Mit „Black Widow“ ist Cate Shortland ein Marvel-Film der besonderen Art gelungen, der die Muster des Konzerns bedient, aber gleichzeitig einen unverkennbaren eigenen Stil entwickelt. Die Australierin hat zuvor zwei Co-Produktionen in Deutschland in Szene gesetzt.

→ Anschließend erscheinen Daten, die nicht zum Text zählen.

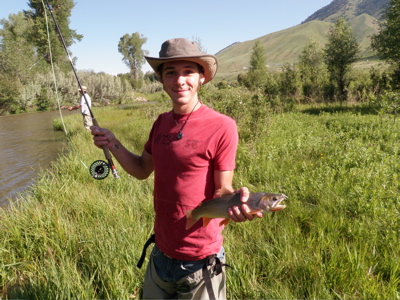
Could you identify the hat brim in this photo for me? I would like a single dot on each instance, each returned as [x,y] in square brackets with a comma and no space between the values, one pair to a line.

Ihr Kinodebüt „Lore“ (2012) führte die jugendliche Tochter eines SS-Kommandanten durch die Nachkriegswirren, in dem Berlinale-Beitrag „Berlin Syndrome“ (2017) mit Max Riemelt geriet eine australische Touristin nach einem One-Night-Stand in die Gefangenschaft ihres Liebhabers. In beiden Filmen hat Shortland Gespür für komplexe Frauenfiguren bewiesen, die sich gegen ihre zugewiesene Opferrolle stemmten.

Shortland dreht die feministischen Stellschrauben noch ein paar Umdrehungen weiter als die Vorgängerwerke „Wonder Woman“ und „Captain Marvel“ (2019). Mit der gleichen Selbstverständlichkeit, mit der die omnipotenten Kerle das Comic-Film-Format über Jahrzehnte beherrschten, regieren hier die Frauencharaktere. Scarlett Johansson und Florence Pugh („Little Woman“) geben ein wunderbar ungleiches Schwesternpaar ab. Männlichem Dominanzverhalten tritt es mit mildem Lächeln und schlagkräftigeren Argumenten entgegen.

Wenn die Geschwister den „Red Room“ des Schurken stürmen, wird das Finale zur Metapher für weibliche Selbstbefreiung von den patriarchalen Strukturen im eigenen Kopf. Das alles erzählt Shortland in einem unideologischen und humorvollen Ton. Sie ist sich den Unterhaltungsansprüchen des Genres bewusst und bringt mit Frauenpower frischen Wind ins erneuerungsbedürftige Marvel-Universum.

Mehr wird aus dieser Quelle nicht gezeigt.